New pipeline for zero-shot text classification

Another question:
I ran the model using pipeline() and got great results:

while using the manual approach described at Zero-Shot Learning in Modern NLP | Joe Davison Blog using
tokenizer = AutoTokenizer.from_pretrained(‘facebook/bart-large-mnli’)
model = AutoModel.from_pretrained(‘facebook/bart-large-mnli’)

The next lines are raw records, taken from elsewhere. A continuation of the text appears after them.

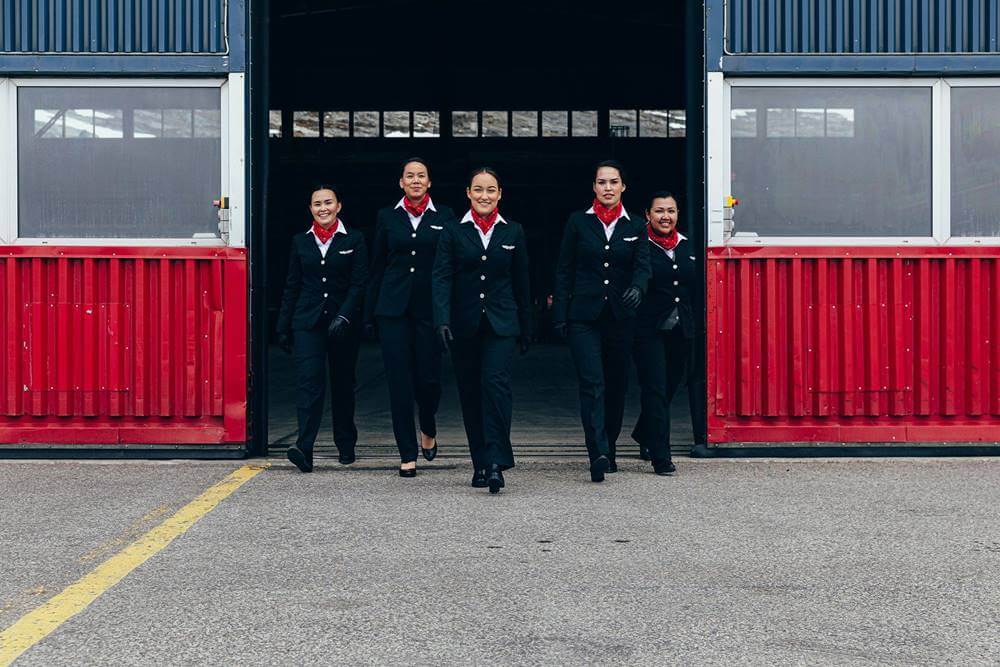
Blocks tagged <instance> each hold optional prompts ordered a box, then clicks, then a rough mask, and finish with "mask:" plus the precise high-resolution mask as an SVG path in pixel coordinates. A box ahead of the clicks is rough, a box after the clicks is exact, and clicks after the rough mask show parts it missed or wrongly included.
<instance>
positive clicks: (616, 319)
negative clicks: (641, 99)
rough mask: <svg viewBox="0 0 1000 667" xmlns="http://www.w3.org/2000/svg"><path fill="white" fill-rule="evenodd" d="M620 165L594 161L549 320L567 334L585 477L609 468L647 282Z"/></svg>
mask: <svg viewBox="0 0 1000 667" xmlns="http://www.w3.org/2000/svg"><path fill="white" fill-rule="evenodd" d="M625 187H626V186H625V174H624V170H623V169H622V166H621V165H620V164H618V163H617V162H615V161H613V160H607V161H604V162H601V163H600V164H598V165H597V168H596V169H595V175H594V195H595V197H594V201H593V204H592V205H591V207H590V208H589V209H587V210H586V211H579V212H577V213H574V214H573V215H571V216H570V218H569V222H567V223H566V229H565V231H564V232H563V240H562V244H561V246H560V249H559V262H558V265H557V267H556V285H555V294H554V296H553V302H552V321H553V324H554V327H555V330H556V332H557V333H558V334H559V335H560V336H568V337H569V346H570V352H571V353H572V355H573V362H574V364H575V365H576V372H577V377H578V379H579V382H580V416H581V419H582V421H583V432H584V436H585V438H586V442H587V453H588V455H589V456H590V479H591V480H592V481H595V482H602V481H604V473H605V472H616V471H617V470H618V466H617V464H616V463H615V443H616V442H617V440H618V435H619V434H620V433H621V428H622V417H623V414H624V412H625V392H626V390H627V381H628V363H629V355H630V353H631V349H632V339H633V335H634V331H635V313H636V307H637V306H638V305H639V302H640V301H641V300H642V295H643V292H644V291H645V289H646V283H647V282H648V280H649V248H648V247H647V246H648V244H647V243H646V232H645V230H644V229H643V225H642V222H640V221H639V220H638V219H636V220H632V218H631V216H629V214H628V211H626V210H625V208H624V206H623V205H622V193H623V192H625Z"/></svg>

yields different (and terrible) results on the same sentence and labels:

|label: nightlife | similarity: 0.14027079939842224|
|label: arts | similarity: 0.12448159605264664|
|label: stage | similarity: 0.11398478597402573|
|label: accommodation | similarity: 0.10639678686857224|
|label: outdoors | similarity: 0.10298262536525726|
|label: chat | similarity: 0.0851324051618576|
|label: fitness | similarity: 0.0802810788154602|
|label: family | similarity: 0.07305140048265457|
|label: travel | similarity: 0.06645495444536209|
|label: food | similarity: 0.05090881139039993|
|label: sports | similarity: 0.04867491126060486|
|label: health | similarity: 0.046865712851285934|
|label: music | similarity: 0.04231047257781029|
|label: social | similarity: 0.03655364364385605|
|label: shopping | similarity: 0.03481506183743477|
|label: events | similarity: 0.034809011965990067|
|label: fashion | similarity: 0.0223409254103899|
|label: culture | similarity: 0.013726986013352871|
|label: misc | similarity: -0.01880553364753723|

Am I missing something? I’m assuming this is happening because it’s not using Multi-classes.